Glancy Prongay & Murray LLP and Blue LLP File Securities Class Action on Behalf of Pyxus International, Inc. (PYX) Investors
Glancy Prongay & Murray LLP and Blue LLP have filed a class action lawsuit in the United States District Court for the Eastern District of North Carolina, captioned Jones v. Pyxus International, Inc. et al., No. 5:19-cv-234, on behalf of persons and entities that purchased or otherwise acquired Pyxus International, Inc. (NYSE: PYX) securities between June 7, 2018 and November 8, 2018, inclusive (the “Class Period”).
The lawsuit alleges the following (reprinted from https://www.glancylaw.com/cases-application/case-information/pyxus-international-inc/):
On November 8, 2018, Pyxus disclosed that sales declined approximately 12% year-over-year due to the timing of shipments and the larger crop last year in South America.
On this news, the Company’s share price fell $7.01, or nearly 28%, to close at $18.26 on November 8, 2018, on unusually heavy trading volume.
On November 9, 2018, the SEC announced that the Company had settled charges that it had materially misstated financial statements with the Commission from at least 2011 through the second quarter of 2015 due to improper and insufficient accounting, processes, and control activities for inventory, deferred crop costs, and revenue transactions in Africa.
On this news, the Company’s share price fell $2.88, or nearly 16%, to close at $15.38 on November 9, 2018, on unusually heavy trading volume.
The complaint filed in this class action alleges that throughout the Class Period, Defendants made materially false and/or misleading statements, as well as failed to disclose material adverse facts about the Company’s business, operations, and prospects.
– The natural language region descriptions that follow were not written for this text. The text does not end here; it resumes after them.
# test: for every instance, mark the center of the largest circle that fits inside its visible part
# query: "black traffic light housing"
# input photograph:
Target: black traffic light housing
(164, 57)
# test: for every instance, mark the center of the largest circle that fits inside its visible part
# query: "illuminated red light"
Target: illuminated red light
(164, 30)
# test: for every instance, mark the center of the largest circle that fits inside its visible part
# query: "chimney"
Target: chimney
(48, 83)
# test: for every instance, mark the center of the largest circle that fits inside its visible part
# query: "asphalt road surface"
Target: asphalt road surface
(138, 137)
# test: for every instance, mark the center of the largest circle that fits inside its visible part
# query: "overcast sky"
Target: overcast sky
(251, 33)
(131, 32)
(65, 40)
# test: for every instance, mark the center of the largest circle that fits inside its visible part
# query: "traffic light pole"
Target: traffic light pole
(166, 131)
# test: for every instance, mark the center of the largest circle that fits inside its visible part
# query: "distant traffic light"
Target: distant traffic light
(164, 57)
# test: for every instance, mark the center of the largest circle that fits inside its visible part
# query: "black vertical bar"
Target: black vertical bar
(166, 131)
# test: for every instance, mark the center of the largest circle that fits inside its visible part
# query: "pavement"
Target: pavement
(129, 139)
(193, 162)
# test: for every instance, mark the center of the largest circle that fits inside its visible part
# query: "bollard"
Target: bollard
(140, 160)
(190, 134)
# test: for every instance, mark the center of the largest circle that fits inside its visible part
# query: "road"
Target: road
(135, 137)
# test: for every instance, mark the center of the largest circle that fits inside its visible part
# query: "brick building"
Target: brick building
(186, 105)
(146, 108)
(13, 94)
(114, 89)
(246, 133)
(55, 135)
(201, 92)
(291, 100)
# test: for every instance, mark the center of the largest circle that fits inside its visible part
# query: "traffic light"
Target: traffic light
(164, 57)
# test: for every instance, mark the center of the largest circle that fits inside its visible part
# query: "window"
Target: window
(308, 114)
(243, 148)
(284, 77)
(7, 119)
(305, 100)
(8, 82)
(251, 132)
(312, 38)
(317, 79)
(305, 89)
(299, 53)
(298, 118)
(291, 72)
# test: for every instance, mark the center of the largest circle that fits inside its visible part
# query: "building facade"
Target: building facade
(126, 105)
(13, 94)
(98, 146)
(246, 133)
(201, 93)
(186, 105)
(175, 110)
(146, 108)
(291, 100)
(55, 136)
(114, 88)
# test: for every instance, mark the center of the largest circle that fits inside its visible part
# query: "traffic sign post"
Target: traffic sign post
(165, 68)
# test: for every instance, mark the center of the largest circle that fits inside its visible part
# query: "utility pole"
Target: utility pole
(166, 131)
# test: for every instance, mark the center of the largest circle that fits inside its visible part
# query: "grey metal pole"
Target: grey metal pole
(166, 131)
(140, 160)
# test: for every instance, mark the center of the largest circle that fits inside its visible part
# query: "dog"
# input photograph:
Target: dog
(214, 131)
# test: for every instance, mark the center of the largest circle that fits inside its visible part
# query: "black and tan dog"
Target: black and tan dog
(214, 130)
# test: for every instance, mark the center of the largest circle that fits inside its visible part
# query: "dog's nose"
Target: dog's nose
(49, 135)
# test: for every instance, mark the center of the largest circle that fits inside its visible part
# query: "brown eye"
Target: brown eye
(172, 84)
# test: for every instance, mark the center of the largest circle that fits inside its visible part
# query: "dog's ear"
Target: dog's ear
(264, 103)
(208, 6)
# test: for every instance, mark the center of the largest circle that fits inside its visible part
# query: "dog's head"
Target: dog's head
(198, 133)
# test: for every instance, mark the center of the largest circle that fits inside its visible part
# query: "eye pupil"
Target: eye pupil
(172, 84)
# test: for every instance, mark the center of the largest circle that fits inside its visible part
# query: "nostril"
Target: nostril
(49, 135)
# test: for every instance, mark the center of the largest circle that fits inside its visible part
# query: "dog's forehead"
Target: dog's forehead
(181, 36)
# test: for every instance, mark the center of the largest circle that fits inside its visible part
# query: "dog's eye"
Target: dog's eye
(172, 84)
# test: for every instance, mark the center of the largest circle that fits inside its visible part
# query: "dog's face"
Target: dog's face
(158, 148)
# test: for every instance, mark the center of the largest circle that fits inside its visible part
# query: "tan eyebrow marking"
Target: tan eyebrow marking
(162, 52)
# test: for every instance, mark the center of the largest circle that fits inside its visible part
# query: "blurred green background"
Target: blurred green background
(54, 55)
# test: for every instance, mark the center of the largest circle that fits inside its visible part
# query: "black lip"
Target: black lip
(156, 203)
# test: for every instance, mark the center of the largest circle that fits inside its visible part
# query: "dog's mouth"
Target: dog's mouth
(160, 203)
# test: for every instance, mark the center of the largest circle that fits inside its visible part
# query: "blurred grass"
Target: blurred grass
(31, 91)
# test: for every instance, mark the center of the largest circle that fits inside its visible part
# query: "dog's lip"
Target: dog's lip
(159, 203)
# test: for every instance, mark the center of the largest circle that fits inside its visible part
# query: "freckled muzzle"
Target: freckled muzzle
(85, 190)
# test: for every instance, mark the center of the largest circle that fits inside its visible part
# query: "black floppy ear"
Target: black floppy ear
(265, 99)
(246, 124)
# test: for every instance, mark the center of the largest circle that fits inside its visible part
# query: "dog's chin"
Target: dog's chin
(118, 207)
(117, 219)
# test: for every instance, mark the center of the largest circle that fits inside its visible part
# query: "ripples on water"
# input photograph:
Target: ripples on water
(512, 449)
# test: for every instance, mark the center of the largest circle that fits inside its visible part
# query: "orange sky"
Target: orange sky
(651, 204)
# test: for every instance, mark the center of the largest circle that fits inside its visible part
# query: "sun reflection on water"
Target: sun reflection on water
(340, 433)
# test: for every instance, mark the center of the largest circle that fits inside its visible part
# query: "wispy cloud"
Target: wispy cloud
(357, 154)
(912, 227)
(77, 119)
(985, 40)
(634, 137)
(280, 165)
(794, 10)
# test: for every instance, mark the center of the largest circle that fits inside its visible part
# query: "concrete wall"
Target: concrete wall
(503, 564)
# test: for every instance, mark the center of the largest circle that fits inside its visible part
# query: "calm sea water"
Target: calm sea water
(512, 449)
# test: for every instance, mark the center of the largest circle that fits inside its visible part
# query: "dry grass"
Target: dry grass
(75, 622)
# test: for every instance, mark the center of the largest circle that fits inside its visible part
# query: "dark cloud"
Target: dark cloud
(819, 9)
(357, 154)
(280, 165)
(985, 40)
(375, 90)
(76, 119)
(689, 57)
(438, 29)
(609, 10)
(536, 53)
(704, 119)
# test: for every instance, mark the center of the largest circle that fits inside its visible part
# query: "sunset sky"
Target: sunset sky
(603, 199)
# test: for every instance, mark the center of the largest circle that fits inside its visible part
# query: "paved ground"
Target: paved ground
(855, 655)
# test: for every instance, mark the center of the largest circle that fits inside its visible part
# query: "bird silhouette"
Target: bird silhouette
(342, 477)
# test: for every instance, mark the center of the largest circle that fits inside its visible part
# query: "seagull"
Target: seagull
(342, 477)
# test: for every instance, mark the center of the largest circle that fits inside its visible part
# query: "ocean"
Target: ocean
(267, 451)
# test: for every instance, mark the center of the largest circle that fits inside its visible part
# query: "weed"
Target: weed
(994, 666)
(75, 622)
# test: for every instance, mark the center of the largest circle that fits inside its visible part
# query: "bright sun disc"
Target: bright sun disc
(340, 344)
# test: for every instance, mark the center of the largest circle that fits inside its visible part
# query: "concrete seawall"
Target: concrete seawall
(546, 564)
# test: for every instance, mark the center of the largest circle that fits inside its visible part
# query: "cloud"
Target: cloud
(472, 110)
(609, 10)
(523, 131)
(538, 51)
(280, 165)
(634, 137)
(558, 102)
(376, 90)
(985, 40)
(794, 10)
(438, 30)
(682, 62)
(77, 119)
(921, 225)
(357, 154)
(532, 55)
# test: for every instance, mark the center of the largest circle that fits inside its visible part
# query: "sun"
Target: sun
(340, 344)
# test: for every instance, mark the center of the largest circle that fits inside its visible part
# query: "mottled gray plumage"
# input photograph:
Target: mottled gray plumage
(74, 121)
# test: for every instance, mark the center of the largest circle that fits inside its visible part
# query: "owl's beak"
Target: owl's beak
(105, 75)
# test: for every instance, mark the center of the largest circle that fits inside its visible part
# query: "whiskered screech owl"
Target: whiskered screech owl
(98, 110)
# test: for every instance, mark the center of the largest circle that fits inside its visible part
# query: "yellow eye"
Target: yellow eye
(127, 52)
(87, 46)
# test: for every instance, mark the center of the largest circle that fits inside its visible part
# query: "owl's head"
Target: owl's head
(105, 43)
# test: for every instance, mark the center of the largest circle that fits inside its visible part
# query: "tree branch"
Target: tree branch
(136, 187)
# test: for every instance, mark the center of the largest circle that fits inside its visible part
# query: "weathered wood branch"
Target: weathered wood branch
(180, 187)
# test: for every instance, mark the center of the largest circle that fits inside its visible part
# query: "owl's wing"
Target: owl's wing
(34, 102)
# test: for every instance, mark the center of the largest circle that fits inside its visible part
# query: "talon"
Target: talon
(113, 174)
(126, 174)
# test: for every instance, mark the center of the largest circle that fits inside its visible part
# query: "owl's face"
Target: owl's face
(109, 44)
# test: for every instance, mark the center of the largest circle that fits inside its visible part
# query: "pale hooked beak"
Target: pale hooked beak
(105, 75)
Specifically, Defendants failed to disclose to investors: (1) that the Company was experiencing longer shipping cycles; (2) that, as a result, the Company’s financial results would be materially affected; (3) that the Company lacked adequate internal control over financial reporting; (4) that the Company’s accounting policies were reasonably likely to lead to regulatory scrutiny; and (5) that, as a result of the foregoing, Defendants’ positive statements about the Company’s business, operations, and prospects were materially misleading and/or lacked a reasonable basis.